Mumbai chefs are whipping it up as demands for burrata cheese increases
A rise in demand for burrata is pushing city chefs to whip up exciting dishes featuring the classic Italian cheese. Tuck in
It's all in the texture
Burrata is unusual compared to other cheeses. The combination of hard and soft textures creates an interesting play on the palate. Its mildness is comforting," explains chef Manish Luthra, who has created the warm burrata with slow roasted tomato tartare, pesto and gluten-free toast (R650) for The Clearing House. Luthra ascribes the cheese's demand to its homegrown quality.
"The cheese is crafted from curd and buffalo milk, which gives it a light and slightly tangy mouth-feel. When paired with the correct accompaniments, burrata can be the perfect dish for you. The best way to enjoy it is with tomato tartare, capers, arugula pesto and olive dust."
Time 12 pm to 3 pm; 7 pm to 1 am
At The Clearing House, Ballard Estate, Fort.
Directly foam Italy
Chef Momin Faqi at Kamala Mills eatery, KODE, attributes burrata's popularity to its nature. "When the delicate outer layer is pierced, a torrent of unctuous dairy deliciousness oozes out onto your plate," Faqi says.

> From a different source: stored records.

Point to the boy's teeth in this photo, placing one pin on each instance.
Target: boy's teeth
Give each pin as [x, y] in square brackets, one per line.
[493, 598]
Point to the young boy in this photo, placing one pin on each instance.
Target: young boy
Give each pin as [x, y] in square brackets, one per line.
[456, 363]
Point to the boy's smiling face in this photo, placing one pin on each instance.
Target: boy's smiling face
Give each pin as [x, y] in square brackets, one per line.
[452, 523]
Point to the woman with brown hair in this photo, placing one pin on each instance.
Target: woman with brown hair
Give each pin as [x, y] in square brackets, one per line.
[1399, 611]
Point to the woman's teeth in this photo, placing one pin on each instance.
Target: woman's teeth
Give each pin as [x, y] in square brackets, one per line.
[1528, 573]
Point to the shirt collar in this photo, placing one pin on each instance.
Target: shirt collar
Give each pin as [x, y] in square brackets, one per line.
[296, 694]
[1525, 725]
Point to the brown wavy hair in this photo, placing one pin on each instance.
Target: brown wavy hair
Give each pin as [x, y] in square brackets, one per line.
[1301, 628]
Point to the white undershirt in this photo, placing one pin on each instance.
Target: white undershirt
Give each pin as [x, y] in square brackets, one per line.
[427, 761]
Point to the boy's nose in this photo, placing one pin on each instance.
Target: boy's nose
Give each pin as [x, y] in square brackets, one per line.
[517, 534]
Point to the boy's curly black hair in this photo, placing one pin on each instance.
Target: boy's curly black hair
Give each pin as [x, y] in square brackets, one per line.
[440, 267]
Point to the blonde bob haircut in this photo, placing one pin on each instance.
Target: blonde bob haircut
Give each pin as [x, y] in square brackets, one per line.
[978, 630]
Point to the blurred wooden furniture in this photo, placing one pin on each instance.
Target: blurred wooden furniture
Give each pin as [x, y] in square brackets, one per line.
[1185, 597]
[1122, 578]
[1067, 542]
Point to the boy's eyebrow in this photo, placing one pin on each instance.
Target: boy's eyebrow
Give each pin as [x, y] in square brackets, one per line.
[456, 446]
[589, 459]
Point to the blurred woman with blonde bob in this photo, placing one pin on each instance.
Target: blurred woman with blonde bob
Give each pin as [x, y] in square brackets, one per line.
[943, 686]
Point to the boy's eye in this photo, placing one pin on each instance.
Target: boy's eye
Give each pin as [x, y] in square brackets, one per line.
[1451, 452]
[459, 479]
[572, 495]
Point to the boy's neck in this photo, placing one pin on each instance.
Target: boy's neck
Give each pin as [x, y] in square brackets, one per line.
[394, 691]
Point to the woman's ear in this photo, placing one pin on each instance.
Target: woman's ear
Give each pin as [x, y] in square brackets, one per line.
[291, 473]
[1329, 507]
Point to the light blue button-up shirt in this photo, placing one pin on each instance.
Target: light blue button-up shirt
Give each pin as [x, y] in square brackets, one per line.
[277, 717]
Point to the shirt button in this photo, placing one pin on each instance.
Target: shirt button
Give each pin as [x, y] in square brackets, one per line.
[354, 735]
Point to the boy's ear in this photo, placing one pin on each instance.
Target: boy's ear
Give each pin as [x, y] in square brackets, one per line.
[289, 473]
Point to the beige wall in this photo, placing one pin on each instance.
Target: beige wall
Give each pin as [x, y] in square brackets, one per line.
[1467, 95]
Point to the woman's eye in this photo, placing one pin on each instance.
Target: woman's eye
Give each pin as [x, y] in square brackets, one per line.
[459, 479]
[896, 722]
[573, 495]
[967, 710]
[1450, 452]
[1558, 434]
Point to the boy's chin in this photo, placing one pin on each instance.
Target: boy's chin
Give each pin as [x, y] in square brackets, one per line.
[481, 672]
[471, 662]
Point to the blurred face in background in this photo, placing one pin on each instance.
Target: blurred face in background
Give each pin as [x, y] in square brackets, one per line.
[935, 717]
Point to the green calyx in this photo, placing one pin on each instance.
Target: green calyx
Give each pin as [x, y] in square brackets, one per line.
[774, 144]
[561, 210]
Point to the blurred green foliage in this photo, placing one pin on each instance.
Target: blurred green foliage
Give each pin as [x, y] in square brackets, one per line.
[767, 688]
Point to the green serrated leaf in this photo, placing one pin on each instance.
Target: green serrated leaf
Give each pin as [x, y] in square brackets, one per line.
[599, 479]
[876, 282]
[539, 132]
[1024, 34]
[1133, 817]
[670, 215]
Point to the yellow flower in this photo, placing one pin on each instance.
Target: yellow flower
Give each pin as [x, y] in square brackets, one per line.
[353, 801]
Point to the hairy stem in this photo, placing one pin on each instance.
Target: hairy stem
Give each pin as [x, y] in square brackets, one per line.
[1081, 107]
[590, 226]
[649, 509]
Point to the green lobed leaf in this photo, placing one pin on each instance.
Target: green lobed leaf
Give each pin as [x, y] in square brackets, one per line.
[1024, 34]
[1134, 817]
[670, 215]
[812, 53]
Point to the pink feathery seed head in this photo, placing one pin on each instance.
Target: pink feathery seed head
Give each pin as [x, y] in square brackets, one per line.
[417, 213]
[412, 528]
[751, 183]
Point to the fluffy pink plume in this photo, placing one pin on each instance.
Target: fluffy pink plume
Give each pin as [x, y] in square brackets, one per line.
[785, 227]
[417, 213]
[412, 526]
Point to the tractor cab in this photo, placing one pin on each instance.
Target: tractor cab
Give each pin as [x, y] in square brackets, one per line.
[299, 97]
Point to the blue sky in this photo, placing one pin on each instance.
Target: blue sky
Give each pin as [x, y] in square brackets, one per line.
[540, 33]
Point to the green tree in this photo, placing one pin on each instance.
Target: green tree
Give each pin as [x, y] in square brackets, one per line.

In his kitchen, the cheese, which is traditionally served with tomato, extra virgin olive oil and fresh basil, gets an exciting twist becoming burrata with Italian tomato and aged balsamico (R425).
"We tweak the tomato's texture by using a technique called espuma [or foaming] and the basil and extra virgin olive oil is blended to make pesto. We serve the burrata along with melba toast as it adds crunchines. And finish it off with a balsamic reduction," he shares.
Time 12 pm to 3.30 pm; 6.30 pm to 1.30 am
At KODE, Oasis City, Kamala Mills, Lower Parel.
This will leave you droolin'
At Bandra diner Jamjar, known primarily for its heady cocktails and indulgent brunch spreads, chef Sandeep Dalvi chooses to keep things simple when it comes to the artisanal cheese with his fresh burrata toast (R360) served with pesto, roasted tomato and basil.
"I think because the cheese is fresh and creamy it appeals to the Indian palate. Food trends change often, but this one is a popular star ingredient that is here to stay.
It needs little else to enhance its flavour," Dalvi explains, adding, "It's popular mainly because of its availability with local and regional producers making it easy to procure. Burrata is very high in quality, so guests are aware and asking chefs and restaurants for it. It's also drool-worthy and easy to prepare."
Time 9 am to 1 am
At Jamjar Diner, Gazebo House, 133, Hill Road, Bandra West.
For god's 'sake'
Chef Vikramjit Roy, who is associated with popular Lower Parel restaurant The Wine Rack, whips up a mean burrata with roasted sesame sauce and spicy gels (R650). The dish comes with a sesame sauce, which is prepared using Japanese vinegar, ginger and mirin, a variant of sweet sake. It is then donned with fermented gels that add a nutty and spicy zing to the luscious dish.
Pointing towards the condiment's popularity, Roy tells us, "Burrata is one of the few fresh and artisanal cheeses being made locally and that has contributed to it becoming a hot favourite among both guests and chefs."
Time 12 pm to 1.30 am
At The Wine Rack, Festival Square, High Street Phoenix, Lower Parel.